Composting ... has a certain ick factor. But Cabarrus County commissioners are trying to make it cool and are working on converting 15-acres of one of their landfills into a composting facility.
The Charlotte Motor Speedway landfill is expected to run out of space in about 20 years.
So now Cabarrus county officials are working to start a 15-acre compost facility at its Construction & Demolition landfill.
Kevin Grant is the county's sustainability manager.
"I think what we want to do is starting to create culture of not just putting waste in a landfill where it just sits for you know hundreds of years, but actually taking your waste, diverting it from landfills and making it into a beneficial reused product," Grant says.
Agromatters, a composting company in Huntersville, is expected to be selected for the contract on April 15. At first, the company plans to sell the compost created from yard waste. But it will expand to composting food waste.
The county hopes the compost operation will largely depend on restaurants to contribute their food waste.

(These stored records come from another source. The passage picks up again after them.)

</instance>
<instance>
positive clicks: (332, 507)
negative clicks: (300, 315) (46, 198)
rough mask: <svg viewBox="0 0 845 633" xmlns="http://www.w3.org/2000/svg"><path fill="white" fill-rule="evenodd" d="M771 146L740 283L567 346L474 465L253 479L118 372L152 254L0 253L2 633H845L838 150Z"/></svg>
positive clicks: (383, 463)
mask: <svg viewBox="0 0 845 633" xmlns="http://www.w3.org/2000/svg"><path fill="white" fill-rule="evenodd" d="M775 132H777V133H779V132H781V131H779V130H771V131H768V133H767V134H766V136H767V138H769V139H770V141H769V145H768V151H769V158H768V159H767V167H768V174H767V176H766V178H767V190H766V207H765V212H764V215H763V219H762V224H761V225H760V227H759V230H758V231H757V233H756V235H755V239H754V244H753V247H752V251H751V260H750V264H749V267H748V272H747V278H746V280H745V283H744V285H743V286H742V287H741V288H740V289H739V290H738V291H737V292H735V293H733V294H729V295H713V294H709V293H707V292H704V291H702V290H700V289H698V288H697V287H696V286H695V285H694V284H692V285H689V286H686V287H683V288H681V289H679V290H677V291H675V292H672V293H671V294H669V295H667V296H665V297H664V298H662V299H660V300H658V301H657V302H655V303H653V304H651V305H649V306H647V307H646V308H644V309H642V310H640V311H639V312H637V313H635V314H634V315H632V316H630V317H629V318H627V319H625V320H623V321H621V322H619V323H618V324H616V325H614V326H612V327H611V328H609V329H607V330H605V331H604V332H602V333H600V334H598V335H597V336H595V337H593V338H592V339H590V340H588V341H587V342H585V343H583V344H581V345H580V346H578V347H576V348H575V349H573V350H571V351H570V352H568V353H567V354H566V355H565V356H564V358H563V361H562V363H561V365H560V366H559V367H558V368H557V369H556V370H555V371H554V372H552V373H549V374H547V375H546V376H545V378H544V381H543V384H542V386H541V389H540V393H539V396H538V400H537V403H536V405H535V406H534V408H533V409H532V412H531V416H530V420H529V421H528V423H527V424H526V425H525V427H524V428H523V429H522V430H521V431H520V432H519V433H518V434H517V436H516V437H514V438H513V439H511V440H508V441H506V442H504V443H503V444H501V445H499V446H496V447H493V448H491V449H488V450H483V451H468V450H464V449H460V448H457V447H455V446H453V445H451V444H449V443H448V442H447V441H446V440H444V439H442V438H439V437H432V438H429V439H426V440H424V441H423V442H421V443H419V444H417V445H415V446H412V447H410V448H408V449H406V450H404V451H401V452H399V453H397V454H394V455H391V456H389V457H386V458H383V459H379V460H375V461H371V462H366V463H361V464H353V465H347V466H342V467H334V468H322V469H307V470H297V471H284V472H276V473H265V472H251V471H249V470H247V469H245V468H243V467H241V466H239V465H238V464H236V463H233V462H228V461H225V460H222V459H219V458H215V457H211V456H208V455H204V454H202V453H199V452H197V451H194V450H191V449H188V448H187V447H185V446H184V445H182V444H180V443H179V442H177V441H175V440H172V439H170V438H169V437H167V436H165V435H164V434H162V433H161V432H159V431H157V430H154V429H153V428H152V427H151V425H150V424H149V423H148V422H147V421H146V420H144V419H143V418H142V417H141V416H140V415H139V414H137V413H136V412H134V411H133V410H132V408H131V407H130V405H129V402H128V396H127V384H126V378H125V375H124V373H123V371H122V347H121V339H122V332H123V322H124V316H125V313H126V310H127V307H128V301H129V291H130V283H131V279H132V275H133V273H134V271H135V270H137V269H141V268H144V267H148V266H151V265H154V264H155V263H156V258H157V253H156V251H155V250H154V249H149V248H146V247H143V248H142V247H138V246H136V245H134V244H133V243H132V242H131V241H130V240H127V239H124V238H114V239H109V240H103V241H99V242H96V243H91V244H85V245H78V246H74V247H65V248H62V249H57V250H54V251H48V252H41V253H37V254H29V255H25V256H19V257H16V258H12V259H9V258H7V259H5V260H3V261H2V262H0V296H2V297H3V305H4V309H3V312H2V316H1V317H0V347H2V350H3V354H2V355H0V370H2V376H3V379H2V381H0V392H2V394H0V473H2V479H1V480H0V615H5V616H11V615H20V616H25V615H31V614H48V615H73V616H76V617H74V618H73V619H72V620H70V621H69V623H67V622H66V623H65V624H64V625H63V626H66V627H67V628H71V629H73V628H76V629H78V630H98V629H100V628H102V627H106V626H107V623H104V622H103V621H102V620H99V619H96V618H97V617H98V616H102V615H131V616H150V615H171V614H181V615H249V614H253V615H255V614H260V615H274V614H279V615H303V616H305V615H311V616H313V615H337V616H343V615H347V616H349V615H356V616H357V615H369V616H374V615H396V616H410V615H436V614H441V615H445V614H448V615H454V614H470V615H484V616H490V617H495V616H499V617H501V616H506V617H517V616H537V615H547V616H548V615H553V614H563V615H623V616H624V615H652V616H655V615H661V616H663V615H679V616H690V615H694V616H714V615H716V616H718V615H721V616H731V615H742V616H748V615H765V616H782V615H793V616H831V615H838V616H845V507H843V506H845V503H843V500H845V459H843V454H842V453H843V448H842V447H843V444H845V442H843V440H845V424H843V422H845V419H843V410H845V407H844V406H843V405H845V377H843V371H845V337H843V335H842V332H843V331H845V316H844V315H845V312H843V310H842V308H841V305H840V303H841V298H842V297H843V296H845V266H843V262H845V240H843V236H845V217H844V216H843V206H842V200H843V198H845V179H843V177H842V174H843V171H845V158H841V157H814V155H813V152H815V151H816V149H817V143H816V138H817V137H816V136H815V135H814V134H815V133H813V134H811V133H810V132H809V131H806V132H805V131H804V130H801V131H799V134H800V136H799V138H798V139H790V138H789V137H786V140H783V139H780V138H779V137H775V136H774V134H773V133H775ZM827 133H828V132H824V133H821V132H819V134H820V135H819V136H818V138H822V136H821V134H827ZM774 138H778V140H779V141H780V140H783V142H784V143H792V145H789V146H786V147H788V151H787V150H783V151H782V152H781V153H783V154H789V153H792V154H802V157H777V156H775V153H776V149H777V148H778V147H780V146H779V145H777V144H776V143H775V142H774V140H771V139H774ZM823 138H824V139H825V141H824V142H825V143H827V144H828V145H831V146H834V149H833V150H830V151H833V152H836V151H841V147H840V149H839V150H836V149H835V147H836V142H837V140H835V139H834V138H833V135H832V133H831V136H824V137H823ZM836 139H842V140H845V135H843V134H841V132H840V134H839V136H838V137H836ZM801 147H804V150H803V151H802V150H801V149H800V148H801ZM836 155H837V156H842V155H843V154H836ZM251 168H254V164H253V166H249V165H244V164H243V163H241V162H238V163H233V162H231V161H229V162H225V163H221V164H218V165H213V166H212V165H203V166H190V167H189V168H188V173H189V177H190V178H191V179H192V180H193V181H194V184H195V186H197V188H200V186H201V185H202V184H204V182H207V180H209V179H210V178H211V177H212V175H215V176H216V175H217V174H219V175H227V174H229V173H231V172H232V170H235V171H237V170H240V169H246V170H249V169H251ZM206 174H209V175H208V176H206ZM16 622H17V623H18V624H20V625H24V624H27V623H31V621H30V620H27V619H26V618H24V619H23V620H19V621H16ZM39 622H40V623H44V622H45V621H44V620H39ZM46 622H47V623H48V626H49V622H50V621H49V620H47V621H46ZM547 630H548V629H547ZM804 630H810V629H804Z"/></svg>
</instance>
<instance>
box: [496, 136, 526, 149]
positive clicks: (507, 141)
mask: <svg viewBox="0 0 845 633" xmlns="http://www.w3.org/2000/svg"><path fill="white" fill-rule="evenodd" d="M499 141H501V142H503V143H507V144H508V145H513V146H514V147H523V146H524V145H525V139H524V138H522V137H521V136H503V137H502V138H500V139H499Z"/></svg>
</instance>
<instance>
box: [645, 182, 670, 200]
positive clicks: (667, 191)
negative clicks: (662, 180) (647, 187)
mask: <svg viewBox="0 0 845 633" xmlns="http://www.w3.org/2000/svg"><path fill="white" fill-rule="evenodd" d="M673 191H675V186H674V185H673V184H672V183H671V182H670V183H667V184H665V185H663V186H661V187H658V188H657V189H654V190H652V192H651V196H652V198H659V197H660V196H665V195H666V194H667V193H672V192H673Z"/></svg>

At a meeting earlier this week, Cabarrus County Commissioner and restaurant owner Chris Measmer told Grant he doubts restaurants will participate because of the time involved in separating food from other trash.
Measmer: To have employees to try to separate those items is going to cost a business much more money.
Grant: Well, it's a culture thing. That's why we need to start now, because in 15 years when that speedway landfill fills up, say if you're paying $100 a month for garbage disposal, what happens if you start paying $300 a month?
The facility is expected to start composting by October, if it is approved by county commissioners.